Com a aprovação na reunião de Conselho de Ministros a 28 de Novembro de 2024, a alteração da Lei dos Solos será então introduzida, «promove uma alteração ao Regime Jurídico dos Instrumentos de Gestão Territorial (RJIGT), permitindo o aumento da oferta de solos destinados à construção de habitação» (1)
Estabelecem-se assim as alterações significativas ao Regime Jurídico dos Instrumentos de Gestão Territorial (RJIGT), popularmente conhecido como a Lei dos Solos. Estas mudanças visam dar resposta à crise habitacional em Portugal, criando condições para aumentar a oferta de habitação acessível, permitindo construir em locais onde hoje não é possível edificar, como sejam terrenos rústicos, solos em REN e RAN (com condicionantes), através da sua reclassificação para solo urbano, embora exclua «áreas mais sensíveis do ponto de vista de riscos, de conservação da natureza e de elevado potencial agrícola». (1)
Ao introduzir um regime especial para a reclassificação de terrenos como solo urbano, o governo procura aumentar a oferta habitacional, sobretudo em segmentos acessíveis à classe média. Mas o que exatamente muda com esta legislação? Quais os impactos esperados? E que desafios surgem com a sua implementação? Interfere com a construção de moradias?
ÍNDICE
ToggleRECLASSIFICAÇÃO DO SOLO: A CHAVE PARA O AUMENTO DA OFERTA HABITACIONAL
Uma das principais inovações desta legislação é a introdução de um regime especial que permite a reclassificação de terrenos rústicos para solo urbano. No entanto, esta possibilidade não é ilimitada: os terrenos devem cumprir critérios rigorosos e respeitar valores de interesse público, como proteção ambiental e segurança.

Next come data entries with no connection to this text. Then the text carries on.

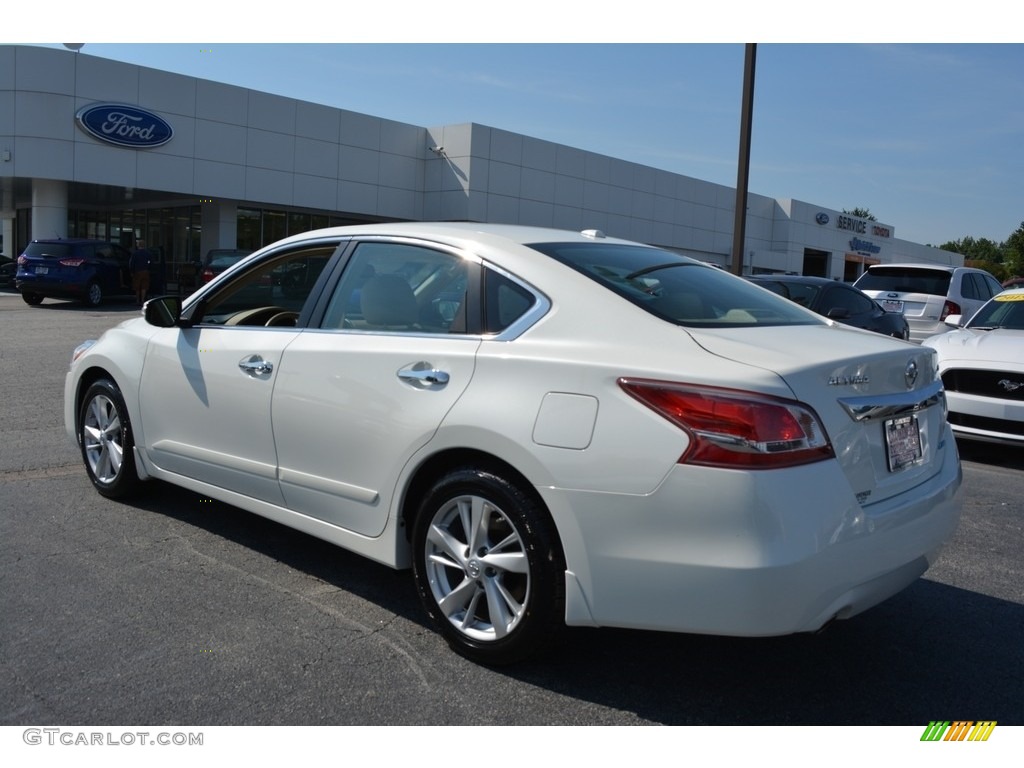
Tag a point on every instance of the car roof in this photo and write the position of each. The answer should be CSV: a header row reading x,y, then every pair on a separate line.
x,y
920,265
460,231
806,279
70,241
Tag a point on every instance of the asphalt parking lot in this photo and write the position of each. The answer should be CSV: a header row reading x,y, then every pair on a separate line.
x,y
175,609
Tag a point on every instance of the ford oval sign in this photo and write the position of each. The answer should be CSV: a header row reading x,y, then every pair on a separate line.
x,y
124,125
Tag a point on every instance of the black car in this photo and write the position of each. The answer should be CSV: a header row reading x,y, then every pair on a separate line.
x,y
73,268
837,301
7,269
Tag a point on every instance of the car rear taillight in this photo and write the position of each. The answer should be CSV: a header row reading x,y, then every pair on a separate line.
x,y
733,428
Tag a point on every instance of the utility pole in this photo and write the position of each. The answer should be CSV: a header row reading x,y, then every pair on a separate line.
x,y
743,167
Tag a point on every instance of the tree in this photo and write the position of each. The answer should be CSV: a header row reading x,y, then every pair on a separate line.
x,y
981,249
861,213
1014,252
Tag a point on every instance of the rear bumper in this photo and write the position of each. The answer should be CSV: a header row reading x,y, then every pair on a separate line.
x,y
51,289
749,554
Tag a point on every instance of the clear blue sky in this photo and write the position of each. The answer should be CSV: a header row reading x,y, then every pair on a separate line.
x,y
929,137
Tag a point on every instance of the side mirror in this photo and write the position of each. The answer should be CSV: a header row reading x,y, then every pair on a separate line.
x,y
164,311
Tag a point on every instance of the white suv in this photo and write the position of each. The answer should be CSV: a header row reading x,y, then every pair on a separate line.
x,y
927,294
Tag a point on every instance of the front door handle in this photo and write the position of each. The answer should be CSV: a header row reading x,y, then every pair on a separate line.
x,y
255,366
424,376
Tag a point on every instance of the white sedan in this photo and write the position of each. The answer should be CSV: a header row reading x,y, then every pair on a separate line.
x,y
550,428
982,368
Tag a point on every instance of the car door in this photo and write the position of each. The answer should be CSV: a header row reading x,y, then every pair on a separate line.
x,y
206,390
361,393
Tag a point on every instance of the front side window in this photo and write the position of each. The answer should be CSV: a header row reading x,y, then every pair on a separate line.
x,y
853,301
399,287
271,293
675,288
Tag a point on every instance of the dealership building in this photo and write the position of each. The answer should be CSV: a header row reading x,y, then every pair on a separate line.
x,y
100,148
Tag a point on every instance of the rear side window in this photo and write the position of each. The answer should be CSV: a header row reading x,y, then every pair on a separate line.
x,y
903,280
676,288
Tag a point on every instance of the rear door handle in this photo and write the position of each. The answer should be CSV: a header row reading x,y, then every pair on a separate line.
x,y
424,376
255,366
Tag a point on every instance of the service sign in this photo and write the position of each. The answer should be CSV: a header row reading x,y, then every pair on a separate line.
x,y
124,125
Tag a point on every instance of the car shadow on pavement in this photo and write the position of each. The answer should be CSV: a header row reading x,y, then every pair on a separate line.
x,y
934,651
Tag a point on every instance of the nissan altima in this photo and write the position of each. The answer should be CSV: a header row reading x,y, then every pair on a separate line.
x,y
549,428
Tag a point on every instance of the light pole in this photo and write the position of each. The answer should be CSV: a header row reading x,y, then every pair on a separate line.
x,y
743,167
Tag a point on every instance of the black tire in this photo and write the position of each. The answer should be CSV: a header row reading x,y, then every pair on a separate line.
x,y
108,443
515,569
93,294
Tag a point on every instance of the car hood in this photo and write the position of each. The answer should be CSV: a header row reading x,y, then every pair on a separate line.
x,y
1000,345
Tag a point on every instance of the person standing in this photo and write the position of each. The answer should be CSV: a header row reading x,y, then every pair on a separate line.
x,y
139,266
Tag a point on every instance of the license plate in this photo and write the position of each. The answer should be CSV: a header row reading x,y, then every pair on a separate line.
x,y
902,442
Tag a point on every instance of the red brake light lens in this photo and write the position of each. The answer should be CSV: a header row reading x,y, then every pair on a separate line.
x,y
734,428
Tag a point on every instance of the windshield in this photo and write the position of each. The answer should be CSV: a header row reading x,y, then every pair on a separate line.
x,y
676,288
1005,310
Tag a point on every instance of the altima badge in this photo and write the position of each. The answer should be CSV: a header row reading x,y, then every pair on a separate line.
x,y
847,381
910,374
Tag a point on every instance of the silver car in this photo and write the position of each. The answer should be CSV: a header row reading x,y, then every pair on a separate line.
x,y
927,294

CRITÉRIOS PARA RECLASSIFICAÇÃO DO SOLO
Podem ser reclassificados terrenos compatíveis com áreas urbanas já existentes, desde que:
- Não estejam em áreas protegidas (como parques naturais ou zonas ambientalmente sensíveis);
- Não estejam localizados em zonas de risco, como áreas suscetíveis a cheias ou deslizamentos de terra;
- Não incluam terrenos agrícolas de alta qualidade, essenciais para a produção alimentar;
- Não pertençam à Reserva Ecológica Nacional (REN). (*)
(*) Critérios ainda totalmente por definir. O projeto de diploma segue agora para audições da Associação Nacional dos Municípios Portugueses e outras entidades.
Estes critérios refletem o equilíbrio necessário entre o aumento da urbanização e a preservação ambiental. Mesmo em terrenos que cumpram as condições, a lei exige que sejam tomadas medidas para prevenir riscos e proteger os valores naturais fundamentais.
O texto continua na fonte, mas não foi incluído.